Herkesin gönlünden geçen bir ismi var, herkes kendininkinin daha iyi yöneteceğini düşünüyor. Fakat hataya gidenleri görüyorum şimdiden uyarıyorum. Yok Ekrem olmazsa oy vermem yok Kemal olmazsa oy vermem yok Mansur aday olmazsa oy vermem. Üzgünüm arkadaşlar bu seçimde böyle bir lüksümüz yok. Bu kadar farklı siyasi ideolojiye sahip partiler ülkeyi içinde bulunduğu bu karanlıktan kurtarmak için bir araya geliyorsa, bir şekilde uzlaşabiliyorlarsa seçmenlerinin de onları desteklemesi gerekir.

Bazı siyasetçilerin sosyal medyada beş on bin beğeni için siyasi şımarıklık içine girdiklerini görüyorum. Yapmayın. İki ay sonra tarihin en önemli seçimlerinden birine gidiyoruz. Bu şımarıklık içinde olanların İyi Parti'den olması ayrıca beni üzmektedir. İttifakın iki ana unsuru CHP ve İyi Parti hattının sağlam durması gerekirken bu hafta Meral Akşener'in hakaretler ederek masadan ayrılması beni şoke etti.

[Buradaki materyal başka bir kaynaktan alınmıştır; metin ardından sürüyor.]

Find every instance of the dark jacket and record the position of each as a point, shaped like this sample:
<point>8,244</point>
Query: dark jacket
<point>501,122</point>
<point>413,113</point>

Gelelim adayın kim olacağına. Ben aylar öncesinden Meral Hanım ilk defa ben Başbakan adayıyım dediği anda Kemal Kılıçdaroğlu ile anlaştığını düşünmüştüm. Meral Akşener Başbakan, Kemal Kılıçdaroğlu'nun Cumhurbaşkanı olacağı formül. Fakat o günden sonra İyi Parti çok sağlıklı bir çizgi izlemedi. Anlık gaza gelmeler, fevri çıkışlar, kurmaylarından gelen çatlak sesler sonucunda Cihan Paçacı ve Ümit Dikbayır'ın başını çektiği ayrılıkçı grup Meral Hanımı tarihin en büyük siyasi hatalarından birini yapmaya götürdü.

Potansiyel ana muhalefet partisi olabilecek bir parti, muhtemel başbakan olacak lideri şimdi barajı geçebilir mi? Masaya geri döner mi? Dönse ne elde edebilir? Cumhur İttifakı’na geçer mi? Yoluna tek başına devam etse ne olur? Yeni ittifak kursa iki ay kala ne işe yarar? Nereden baksanız saçma sapan bir hamleydi kimse kusura bakmasın.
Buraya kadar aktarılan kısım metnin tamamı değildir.